Hyperband parameters for the deep artifact suppression/segmentation models included 100/150 maximum number of epochs, hyperband factor of 3 (discarded proportion within each bracket), and 172 of 172 configurations tested. All training was performed using TensorFlow on a Linux Workstation (with NVIDIA TITAN RTX 24GB).

In silico validation

Evaluation of both tasks was performed on the test set (including motion in all 16 cases) using (1) imaging metrics (mean absolute error, peak SNR, and average SSIM) and (2) segmentation metrics (binary cross entropy and Dice score). The segmentation network's performance was tested on both the original “truth” test images and on the DL restored corrupted images to evaluate any loss in performance due to the DL reconstruction.

Prospective experiments

Ten healthy subjects (age: 33.2 ± 4.3 years) were prospectively acquired (Aera 1.5 T; Siemens Healthineers). Reference standard resting aortic PCMR data were acquired using a retrospectively ECG‐gated, breath‐hold cartesian PCMR scan followed by 3 min of continuous real‐time imaging (5143 frames) during rest, exercise, and recovery.

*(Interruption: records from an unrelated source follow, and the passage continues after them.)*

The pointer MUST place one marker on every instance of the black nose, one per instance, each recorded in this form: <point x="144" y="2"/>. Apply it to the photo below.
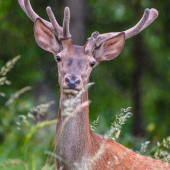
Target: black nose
<point x="72" y="82"/>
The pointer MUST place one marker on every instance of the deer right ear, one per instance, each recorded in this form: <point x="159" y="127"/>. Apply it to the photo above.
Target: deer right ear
<point x="45" y="38"/>
<point x="110" y="49"/>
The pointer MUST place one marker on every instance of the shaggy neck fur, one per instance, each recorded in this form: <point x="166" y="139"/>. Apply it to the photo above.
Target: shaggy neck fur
<point x="72" y="141"/>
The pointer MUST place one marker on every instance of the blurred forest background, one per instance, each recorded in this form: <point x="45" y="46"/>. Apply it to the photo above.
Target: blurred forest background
<point x="139" y="77"/>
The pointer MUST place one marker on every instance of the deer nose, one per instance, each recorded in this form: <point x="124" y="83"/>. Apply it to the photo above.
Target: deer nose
<point x="72" y="82"/>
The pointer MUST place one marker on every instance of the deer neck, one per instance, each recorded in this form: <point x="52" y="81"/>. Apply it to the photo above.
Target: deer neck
<point x="73" y="133"/>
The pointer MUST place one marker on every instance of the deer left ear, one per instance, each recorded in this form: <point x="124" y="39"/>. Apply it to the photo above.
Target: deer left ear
<point x="45" y="38"/>
<point x="110" y="49"/>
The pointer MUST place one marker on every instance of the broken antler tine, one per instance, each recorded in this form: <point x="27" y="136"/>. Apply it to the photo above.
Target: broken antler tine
<point x="138" y="27"/>
<point x="55" y="24"/>
<point x="153" y="15"/>
<point x="66" y="21"/>
<point x="92" y="42"/>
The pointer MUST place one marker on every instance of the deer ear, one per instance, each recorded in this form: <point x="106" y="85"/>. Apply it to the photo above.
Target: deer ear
<point x="45" y="38"/>
<point x="110" y="49"/>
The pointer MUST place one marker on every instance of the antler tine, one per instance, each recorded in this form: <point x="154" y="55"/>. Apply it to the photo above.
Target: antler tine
<point x="21" y="2"/>
<point x="153" y="15"/>
<point x="136" y="29"/>
<point x="66" y="32"/>
<point x="148" y="17"/>
<point x="26" y="6"/>
<point x="57" y="28"/>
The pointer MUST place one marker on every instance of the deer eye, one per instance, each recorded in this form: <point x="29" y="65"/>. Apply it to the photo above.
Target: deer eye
<point x="92" y="63"/>
<point x="58" y="58"/>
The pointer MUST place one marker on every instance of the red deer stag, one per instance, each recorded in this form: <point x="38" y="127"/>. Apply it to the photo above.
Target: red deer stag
<point x="77" y="144"/>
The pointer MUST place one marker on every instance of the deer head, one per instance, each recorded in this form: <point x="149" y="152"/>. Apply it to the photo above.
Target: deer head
<point x="75" y="63"/>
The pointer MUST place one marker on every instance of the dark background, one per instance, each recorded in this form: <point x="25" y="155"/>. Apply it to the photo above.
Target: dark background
<point x="139" y="77"/>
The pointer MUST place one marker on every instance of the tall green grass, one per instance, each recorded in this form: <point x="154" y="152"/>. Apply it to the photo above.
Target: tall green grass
<point x="27" y="143"/>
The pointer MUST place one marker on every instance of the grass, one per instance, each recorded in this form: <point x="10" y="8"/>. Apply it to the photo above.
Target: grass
<point x="27" y="143"/>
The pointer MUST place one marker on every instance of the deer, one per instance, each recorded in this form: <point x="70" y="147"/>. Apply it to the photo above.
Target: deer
<point x="78" y="142"/>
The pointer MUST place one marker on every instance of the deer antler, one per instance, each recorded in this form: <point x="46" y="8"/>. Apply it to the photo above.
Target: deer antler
<point x="148" y="17"/>
<point x="60" y="32"/>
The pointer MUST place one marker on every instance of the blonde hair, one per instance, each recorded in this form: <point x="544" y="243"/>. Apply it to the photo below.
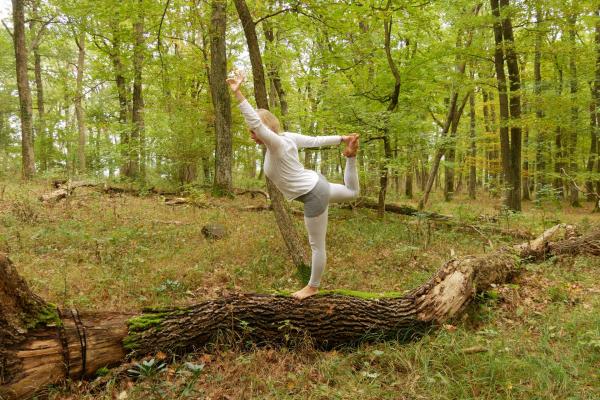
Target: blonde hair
<point x="269" y="119"/>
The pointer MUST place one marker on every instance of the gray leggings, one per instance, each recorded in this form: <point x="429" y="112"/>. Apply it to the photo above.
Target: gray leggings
<point x="316" y="212"/>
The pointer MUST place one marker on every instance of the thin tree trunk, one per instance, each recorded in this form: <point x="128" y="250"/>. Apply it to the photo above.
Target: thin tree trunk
<point x="221" y="100"/>
<point x="387" y="150"/>
<point x="123" y="96"/>
<point x="28" y="158"/>
<point x="79" y="111"/>
<point x="541" y="146"/>
<point x="526" y="172"/>
<point x="275" y="78"/>
<point x="514" y="78"/>
<point x="460" y="69"/>
<point x="44" y="139"/>
<point x="595" y="113"/>
<point x="282" y="216"/>
<point x="559" y="155"/>
<point x="473" y="149"/>
<point x="572" y="141"/>
<point x="137" y="156"/>
<point x="505" y="145"/>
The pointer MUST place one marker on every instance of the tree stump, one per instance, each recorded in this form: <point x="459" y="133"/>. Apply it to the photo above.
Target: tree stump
<point x="40" y="345"/>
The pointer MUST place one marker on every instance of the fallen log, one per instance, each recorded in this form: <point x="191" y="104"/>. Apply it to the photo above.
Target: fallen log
<point x="40" y="345"/>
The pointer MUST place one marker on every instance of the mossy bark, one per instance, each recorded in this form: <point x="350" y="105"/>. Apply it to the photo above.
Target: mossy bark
<point x="329" y="320"/>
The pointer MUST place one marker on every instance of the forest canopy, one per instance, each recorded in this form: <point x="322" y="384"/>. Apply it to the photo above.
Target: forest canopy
<point x="500" y="96"/>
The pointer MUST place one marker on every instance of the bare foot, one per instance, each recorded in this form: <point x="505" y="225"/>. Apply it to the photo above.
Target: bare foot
<point x="351" y="146"/>
<point x="307" y="291"/>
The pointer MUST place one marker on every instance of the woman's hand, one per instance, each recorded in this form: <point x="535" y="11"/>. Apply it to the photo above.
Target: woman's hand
<point x="236" y="80"/>
<point x="346" y="139"/>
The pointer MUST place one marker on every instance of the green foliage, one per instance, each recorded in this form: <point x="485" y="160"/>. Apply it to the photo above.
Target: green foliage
<point x="147" y="369"/>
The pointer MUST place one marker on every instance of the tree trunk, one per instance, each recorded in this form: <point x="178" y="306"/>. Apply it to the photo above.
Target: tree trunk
<point x="558" y="145"/>
<point x="221" y="100"/>
<point x="28" y="158"/>
<point x="72" y="344"/>
<point x="514" y="149"/>
<point x="505" y="145"/>
<point x="275" y="78"/>
<point x="572" y="141"/>
<point x="541" y="146"/>
<point x="473" y="149"/>
<point x="137" y="156"/>
<point x="282" y="217"/>
<point x="460" y="69"/>
<point x="123" y="95"/>
<point x="595" y="116"/>
<point x="79" y="112"/>
<point x="526" y="169"/>
<point x="44" y="139"/>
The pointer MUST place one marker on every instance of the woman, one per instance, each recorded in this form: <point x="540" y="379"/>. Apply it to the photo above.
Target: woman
<point x="286" y="171"/>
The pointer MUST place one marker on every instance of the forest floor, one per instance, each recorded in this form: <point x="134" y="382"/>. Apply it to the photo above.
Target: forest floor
<point x="537" y="337"/>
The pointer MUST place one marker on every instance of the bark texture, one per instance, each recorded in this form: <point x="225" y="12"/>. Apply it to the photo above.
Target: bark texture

A simple exercise protocol was used to demonstrate feasibility of the framework consisting of 40 s of rest, 80 s of moderate exercise, and 60 s of recovery. The exercise consisted of supine repeated leg extensions (following a metronome at 1 beat per second) using an extensible band held by the subject to provide resistance.

Collection of prospective data was approved by the national research ethics committee (Ref. 17/LO/1499), and written consent was obtained in all subjects.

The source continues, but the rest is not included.